NVTabular is a feature engineering and preprocessing library for tabular data designed to quickly and easily manipulate terabyte scale datasets used to train deep learning based recommender systems.
Apache License 2.0
1.05k stars 143 forks source link

[QST] Compressed tsv data support in nvt.dataset #101

Open lazykyama opened 4 years ago

lazykyama commented 4 years ago

What is your question?

Simple question. Does nvt.dataset support compressed tsv file? Like day_0.gz in Criteo dataset used in the example... Must we decompress it in advance?

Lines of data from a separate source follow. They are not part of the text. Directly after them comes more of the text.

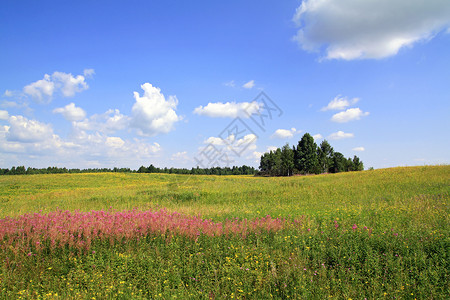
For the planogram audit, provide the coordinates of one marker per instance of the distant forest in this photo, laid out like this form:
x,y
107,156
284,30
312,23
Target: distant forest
x,y
243,170
307,158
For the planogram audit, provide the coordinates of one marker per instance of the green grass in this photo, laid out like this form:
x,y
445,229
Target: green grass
x,y
405,255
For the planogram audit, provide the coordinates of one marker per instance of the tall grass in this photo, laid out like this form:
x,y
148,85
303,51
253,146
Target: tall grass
x,y
372,234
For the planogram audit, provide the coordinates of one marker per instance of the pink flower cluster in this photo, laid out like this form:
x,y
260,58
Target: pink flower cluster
x,y
59,229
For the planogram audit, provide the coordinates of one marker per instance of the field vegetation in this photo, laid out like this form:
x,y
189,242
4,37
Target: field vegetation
x,y
371,234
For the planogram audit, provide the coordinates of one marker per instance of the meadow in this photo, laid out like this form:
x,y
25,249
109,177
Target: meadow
x,y
371,234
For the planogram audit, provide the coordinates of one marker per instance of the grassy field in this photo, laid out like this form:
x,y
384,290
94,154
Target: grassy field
x,y
371,234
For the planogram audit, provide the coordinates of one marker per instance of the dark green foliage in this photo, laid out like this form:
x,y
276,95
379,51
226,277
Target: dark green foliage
x,y
307,158
306,161
235,170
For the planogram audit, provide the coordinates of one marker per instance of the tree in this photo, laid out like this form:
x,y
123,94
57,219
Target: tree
x,y
306,159
287,161
338,163
357,164
324,154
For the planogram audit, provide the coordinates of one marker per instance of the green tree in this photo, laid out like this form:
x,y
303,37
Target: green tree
x,y
287,161
338,163
357,164
324,154
306,160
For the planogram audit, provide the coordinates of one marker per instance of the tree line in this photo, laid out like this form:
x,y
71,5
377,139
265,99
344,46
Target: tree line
x,y
235,170
307,158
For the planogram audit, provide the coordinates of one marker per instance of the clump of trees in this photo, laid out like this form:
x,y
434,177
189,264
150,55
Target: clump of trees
x,y
307,158
235,170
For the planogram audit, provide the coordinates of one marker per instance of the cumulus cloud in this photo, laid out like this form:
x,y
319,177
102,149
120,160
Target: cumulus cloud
x,y
110,121
339,103
350,114
114,142
228,109
27,131
8,93
180,156
285,133
340,135
65,83
71,112
4,115
41,88
152,113
369,29
88,73
317,137
249,84
359,149
233,144
230,83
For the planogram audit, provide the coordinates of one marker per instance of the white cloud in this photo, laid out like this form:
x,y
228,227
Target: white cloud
x,y
8,93
28,131
284,133
68,84
339,103
4,115
228,109
249,84
350,114
369,29
180,156
71,112
65,83
359,149
232,144
110,121
230,83
317,137
114,142
152,113
88,73
41,88
340,135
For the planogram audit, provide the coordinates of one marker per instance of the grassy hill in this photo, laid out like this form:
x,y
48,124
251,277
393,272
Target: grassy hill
x,y
354,235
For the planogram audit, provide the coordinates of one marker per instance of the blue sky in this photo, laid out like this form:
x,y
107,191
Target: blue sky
x,y
174,83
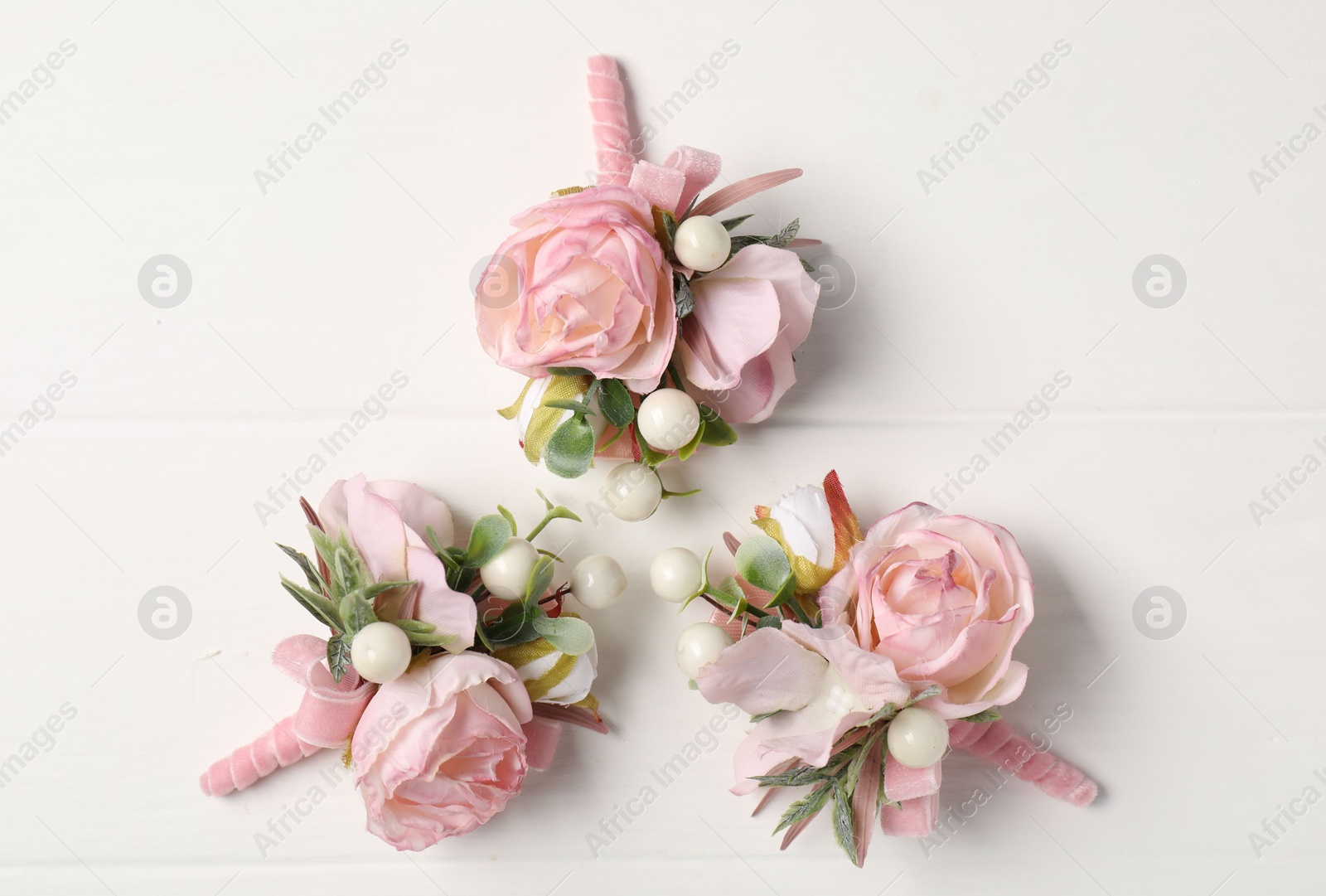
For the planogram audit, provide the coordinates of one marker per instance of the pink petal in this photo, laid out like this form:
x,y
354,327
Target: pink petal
x,y
735,320
980,644
451,611
733,194
377,530
418,508
762,672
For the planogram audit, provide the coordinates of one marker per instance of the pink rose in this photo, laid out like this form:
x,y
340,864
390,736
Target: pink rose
x,y
817,681
386,522
583,284
945,598
749,314
441,749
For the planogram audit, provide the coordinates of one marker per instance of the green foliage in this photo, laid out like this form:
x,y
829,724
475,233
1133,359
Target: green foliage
x,y
487,539
762,562
568,634
540,577
715,429
616,403
570,449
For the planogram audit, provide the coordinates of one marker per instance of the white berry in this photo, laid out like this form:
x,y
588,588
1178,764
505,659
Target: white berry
x,y
634,492
669,419
700,644
675,574
702,243
507,574
598,581
918,737
380,652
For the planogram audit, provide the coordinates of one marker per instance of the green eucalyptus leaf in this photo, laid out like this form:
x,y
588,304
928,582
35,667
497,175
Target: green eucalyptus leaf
x,y
570,449
689,448
309,573
786,236
568,634
716,429
569,404
616,403
356,613
318,604
487,539
806,807
842,821
338,656
786,592
422,634
762,562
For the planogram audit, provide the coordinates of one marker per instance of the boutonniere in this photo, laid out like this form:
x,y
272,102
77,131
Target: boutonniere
x,y
645,314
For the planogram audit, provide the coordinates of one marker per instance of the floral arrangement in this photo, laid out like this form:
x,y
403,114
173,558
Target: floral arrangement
x,y
645,325
864,657
448,670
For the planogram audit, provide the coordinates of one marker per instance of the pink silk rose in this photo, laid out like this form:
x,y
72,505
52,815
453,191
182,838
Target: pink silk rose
x,y
946,598
592,289
819,681
386,522
749,314
441,749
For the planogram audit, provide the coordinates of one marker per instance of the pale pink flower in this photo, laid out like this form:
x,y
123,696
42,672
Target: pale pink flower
x,y
581,284
441,749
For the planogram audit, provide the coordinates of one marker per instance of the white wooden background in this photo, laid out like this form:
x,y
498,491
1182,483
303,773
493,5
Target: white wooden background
x,y
967,301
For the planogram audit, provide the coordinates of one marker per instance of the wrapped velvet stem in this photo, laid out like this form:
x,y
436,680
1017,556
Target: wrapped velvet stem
x,y
249,763
1001,745
612,132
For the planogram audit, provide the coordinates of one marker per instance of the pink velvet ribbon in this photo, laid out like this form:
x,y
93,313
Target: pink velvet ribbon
x,y
612,132
918,789
678,182
327,717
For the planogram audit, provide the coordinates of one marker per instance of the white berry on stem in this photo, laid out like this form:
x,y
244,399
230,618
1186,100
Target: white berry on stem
x,y
598,581
380,652
507,574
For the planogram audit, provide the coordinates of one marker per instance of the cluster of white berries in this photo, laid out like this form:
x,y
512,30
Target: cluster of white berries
x,y
917,736
381,651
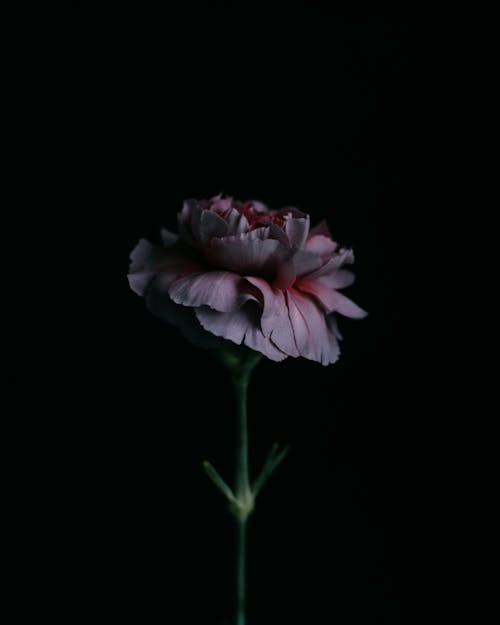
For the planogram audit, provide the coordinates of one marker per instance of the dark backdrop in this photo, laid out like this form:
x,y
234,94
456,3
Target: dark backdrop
x,y
293,107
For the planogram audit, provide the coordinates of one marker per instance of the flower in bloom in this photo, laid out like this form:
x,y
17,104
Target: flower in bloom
x,y
250,275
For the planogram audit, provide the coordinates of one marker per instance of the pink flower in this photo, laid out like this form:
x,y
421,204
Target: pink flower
x,y
251,275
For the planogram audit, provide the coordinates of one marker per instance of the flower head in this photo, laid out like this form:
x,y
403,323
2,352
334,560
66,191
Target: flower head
x,y
250,275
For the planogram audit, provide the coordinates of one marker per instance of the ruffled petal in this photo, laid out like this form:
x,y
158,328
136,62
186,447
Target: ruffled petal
x,y
306,262
341,258
168,238
321,245
148,260
160,304
275,321
236,223
241,326
248,253
332,301
217,289
321,228
297,230
198,225
314,336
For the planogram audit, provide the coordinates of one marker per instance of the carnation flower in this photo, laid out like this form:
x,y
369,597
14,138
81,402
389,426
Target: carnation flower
x,y
253,276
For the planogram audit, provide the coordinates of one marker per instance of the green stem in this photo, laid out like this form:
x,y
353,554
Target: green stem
x,y
241,572
243,491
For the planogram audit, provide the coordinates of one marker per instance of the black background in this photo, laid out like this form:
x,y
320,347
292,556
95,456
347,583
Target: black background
x,y
295,106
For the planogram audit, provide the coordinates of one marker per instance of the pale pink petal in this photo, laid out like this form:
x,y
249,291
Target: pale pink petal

Right now, at the following line, UnicodeDecodeError happens because NVTabular tries to open given file as a text file although the file is gzip compressed... https://github.com/NVIDIA/NVTabular/blob/master/nvtabular/io.py#L182

EvenOldridge commented 4 years ago

We use the cudf reader under the hood and it's supported there: https://docs.rapids.ai/api/cudf/stable/api.html?highlight=read_csv#cudf.io.csv.read_csv (delimiter + compression options)

We can expose these options, or even automatically infer them?

benfred commented 4 years ago

cudf supports this - but we are doing a couple of things when trying to infer the row sizes that breaks this. This should be relatively easy to support (just add a unittest testing out compressed datasets, and fix the couple of lines in the CSVFileReader that break by opening as gzip first).

benfred commented 4 years ago

We're also using the byte_range feature for iterating over CSV files that don't fit into memory, which is unsupported by cudf with compressed files:

/home/ben/code/cudf/cpp/src/io/csv/reader_impl.cu:188: Reading compressed data using `byte range` is unsupported

Supporting gzipped CSV/TSV seems to mean that we might need to the entire CSV file to fit into GPU memory =(